Cameraman : Ajai kumar GR (for the Past 19 years changed recently).

Munshi: initially played by KP Sivasankara Kurup for the first 10 years of the show. The mantel was passed on to Achuthath Vasudevan Krishnan Moosad when he went into politics.

Member : Venu (also appears in Chota Mumbai, Thilakkam, Kadha Parayumbol, Utopiyayile Rajavu, and Pachakuthira).

School student (with a pazhampori in his hand): Reju VN, Sreeju Nedumangad

Kariyachan (seen with neck brace): Ayyappan

Panicker (always wearing formals): Sreekumar

Motta: Bajiu and then Hareendran  

Hajiyar (carries an umbrella): Radha Krishnan and then Rajendran

Sakhavu: Madhu Elavattom

Barber: Ranjith

Poojari: Dileep

Chetthu: Suresh Kumar

President: Santhosh Kurup, Nagesh Babu, Jikku Chacko

And many more…

Sreeju Nedumagad and Ayyappan has been a part of Munshi from the start and along with the director have their names in the Limca Book of Records as the TV show with most number of episodes telecasted.

Also, actors like Alencier, Sasi Kalinga, Muhammad Perambra all have been featured in some episodes of Munshi.

COVID-19 Effect

Munshi has been a part of our lives (and our living rooms) for the past 20 years. But the COVID situation led to a break. The shooting has resumed now in an indoor shoot setup, with all the COVID protocols, in a studio in Peyad, Thiruvananthapuram.

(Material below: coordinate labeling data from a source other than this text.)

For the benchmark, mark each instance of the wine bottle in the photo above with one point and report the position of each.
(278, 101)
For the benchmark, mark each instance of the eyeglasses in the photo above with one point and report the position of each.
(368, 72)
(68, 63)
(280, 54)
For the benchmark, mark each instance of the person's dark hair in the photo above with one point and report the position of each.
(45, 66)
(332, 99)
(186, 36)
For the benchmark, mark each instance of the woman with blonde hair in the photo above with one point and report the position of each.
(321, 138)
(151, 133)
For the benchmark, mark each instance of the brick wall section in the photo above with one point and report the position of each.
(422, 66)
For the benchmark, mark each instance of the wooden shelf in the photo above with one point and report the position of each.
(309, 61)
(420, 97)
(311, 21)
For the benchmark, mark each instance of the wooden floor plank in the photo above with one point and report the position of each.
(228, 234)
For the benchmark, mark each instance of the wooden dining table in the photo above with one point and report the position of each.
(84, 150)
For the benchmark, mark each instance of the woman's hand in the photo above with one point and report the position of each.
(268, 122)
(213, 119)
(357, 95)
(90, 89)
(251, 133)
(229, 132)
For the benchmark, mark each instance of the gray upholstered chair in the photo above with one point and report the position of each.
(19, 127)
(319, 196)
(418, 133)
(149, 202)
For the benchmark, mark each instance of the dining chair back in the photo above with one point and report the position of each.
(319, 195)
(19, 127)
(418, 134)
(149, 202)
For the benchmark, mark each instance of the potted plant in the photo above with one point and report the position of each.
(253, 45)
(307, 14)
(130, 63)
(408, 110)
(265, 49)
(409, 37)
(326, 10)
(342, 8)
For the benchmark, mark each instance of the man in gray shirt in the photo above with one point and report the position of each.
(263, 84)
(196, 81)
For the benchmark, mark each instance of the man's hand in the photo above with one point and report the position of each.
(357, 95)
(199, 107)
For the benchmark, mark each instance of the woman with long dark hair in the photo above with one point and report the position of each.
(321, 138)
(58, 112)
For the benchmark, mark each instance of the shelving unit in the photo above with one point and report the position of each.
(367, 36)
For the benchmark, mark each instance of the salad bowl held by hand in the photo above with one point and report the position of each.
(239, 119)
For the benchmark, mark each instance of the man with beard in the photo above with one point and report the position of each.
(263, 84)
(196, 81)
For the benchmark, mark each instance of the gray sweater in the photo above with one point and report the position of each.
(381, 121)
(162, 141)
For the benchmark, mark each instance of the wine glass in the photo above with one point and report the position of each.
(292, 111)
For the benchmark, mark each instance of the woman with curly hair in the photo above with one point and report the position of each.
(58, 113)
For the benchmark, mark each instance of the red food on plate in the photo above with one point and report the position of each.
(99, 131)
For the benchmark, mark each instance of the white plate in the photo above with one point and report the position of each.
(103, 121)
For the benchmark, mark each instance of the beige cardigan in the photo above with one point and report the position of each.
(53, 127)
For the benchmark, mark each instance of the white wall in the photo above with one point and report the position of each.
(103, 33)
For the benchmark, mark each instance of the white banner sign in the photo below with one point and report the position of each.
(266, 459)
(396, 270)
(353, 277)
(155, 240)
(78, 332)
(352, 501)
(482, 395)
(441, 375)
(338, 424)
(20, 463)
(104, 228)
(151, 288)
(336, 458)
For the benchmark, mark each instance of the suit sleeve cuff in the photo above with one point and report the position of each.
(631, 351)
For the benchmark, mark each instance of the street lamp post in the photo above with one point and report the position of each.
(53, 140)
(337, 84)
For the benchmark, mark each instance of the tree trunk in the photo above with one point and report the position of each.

With the sets filled with recognisable iconography and architecture of the capital city including KSRTC Buses, Temple, Keralapuram Spice market along with an ambalakkala donning a mask, the show is back with relevant content for its daily viewers.

This show, which starts and ends with the cock-a-doodle-doo, stands as a testimony to the fact that ‘Good things may never have to come to an end’ and remains to be of those things that made our childhoods memorable.